Duke: How to Attract Foreign Direct Investments

Jonathan Eze

Former Governor of Cross River state, Donald Duke, has urged the federal government to as a matter of urgency stabilise its currency in order to attract foreign direct investment.
This was contained in his lecture as the guest speaker at the November breakfast meeting of the Nigerian-American Chamber of Commerce (NACC), tagged: ‘Foreign Direct Investment as a Catalyst for Development.’

According to him, “Beyond oil, our major interest should be the territory of Nigeria. To attract investments, we must stabilise our currency. With an interest rate of 30-25 per cent, it is hardly achievable. There is need for a single digit interest rate to attract FDI into the country. Nigerians has to think outside the box and grow at least by 15 per cent, sooner or later, if we don’t grow the country as a whole, we will crowd Lagos out because it is going to be over populated.”
On energy, he said the so much-talked about ease of doing business can only be achievable if sufficient energy can get to the people.

“We have gas in Nigeria and it is being flared. We need the gas, let gas be our subsidy to industry, give it free instead of flaring it. It is going to reawaken dead factories and get production going, we need to sell this country to other parts of the world.

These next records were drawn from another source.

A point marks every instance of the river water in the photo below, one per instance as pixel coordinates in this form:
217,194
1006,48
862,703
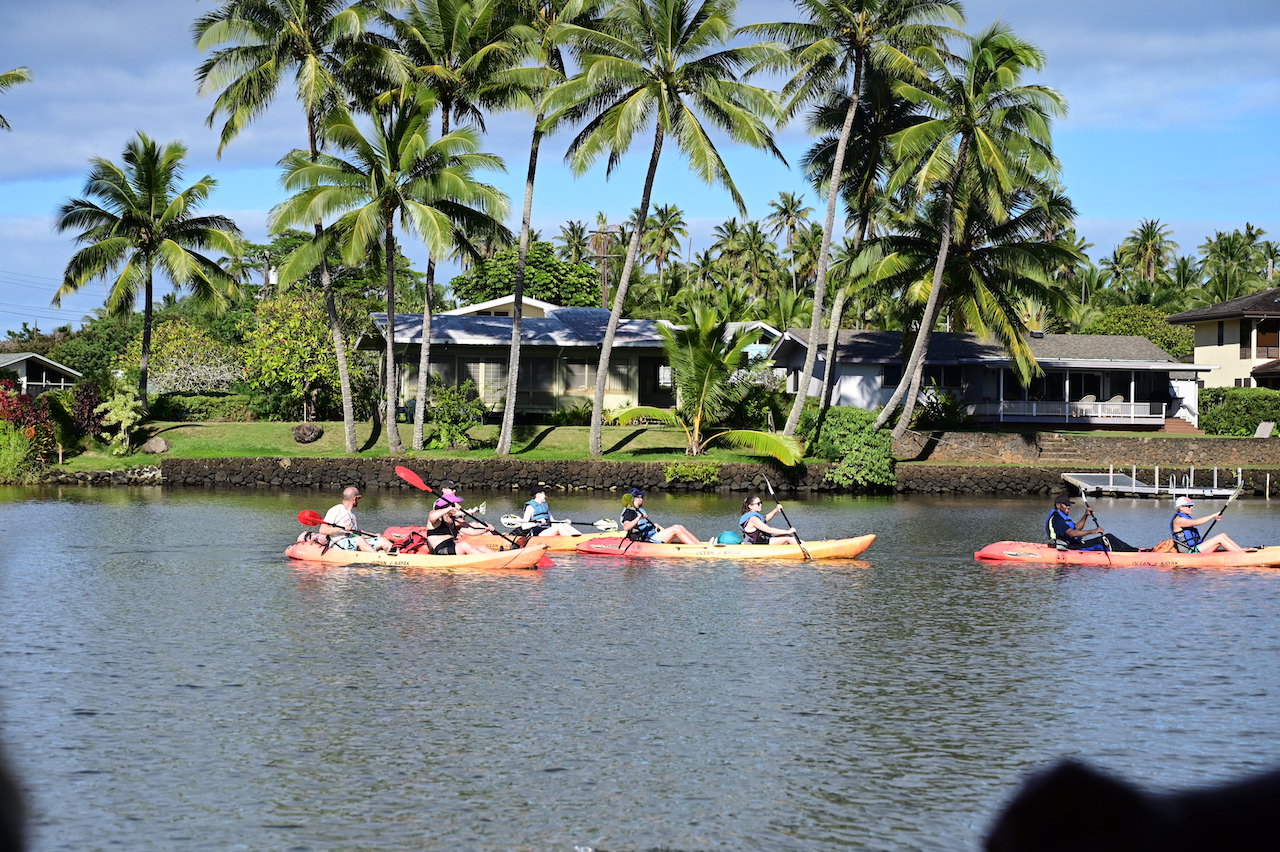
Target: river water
169,681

It is not just enough to say we are now re-injecting the gas, we have got to do a lot more because it is important to make Nigeria attractive for investors to come and invest here. 90 per cent of investors will require power, so we really need to look into energy,” he said.

According to him, it is going to take a long way for the DISCO’s and GENCO’s to start delivering sufficient power, suggesting that there is need to have industrial parks and link all of them together to be able to deliver enough power.

On the issue of employment, he said Nigeria has got to get serious with the provision of jobs for its citizens as the unemployed supersedes the employed adding that, over 85 per cent of Nigerians are jobless pro to the 15 per cent that is said to be unemployed.
“It is said that 15 per cent of Nigerians are unemployed, I will say the reverse is the case, 85 per cent is actually jobless because this 85 per cent of jobless people actually live off the remaining 15 per cent of the employed” he said.

He urged Nigerians to stop calibrating the wellness of its exchange rate and judge the wellness of the economy with the level of job creation that should be created for the Nigerian citizens.

Earlier, the National President of NACC, Chief Olabintan Famutimi, said the disappointing economic performance of African countries beginning in the late 1970s up till the mid-1990s, coupled with the globalisation of activities in the world economy, which has led to a regime shift in favour of outward-looking development strategies as opposed to when developing countries imposed trade restrictions and capital controls as part of a policy of import-substitution industrialisation aimed at protecting domestic industries and conserving scarce foreign exchange reserves.

“FDI comprises not only merger and acquisition and new investment, but also reinvested earnings and loans and similar capital transfer between parent companies and their affiliates. FDI remains the most important element in the economic development programme of Nigeria.”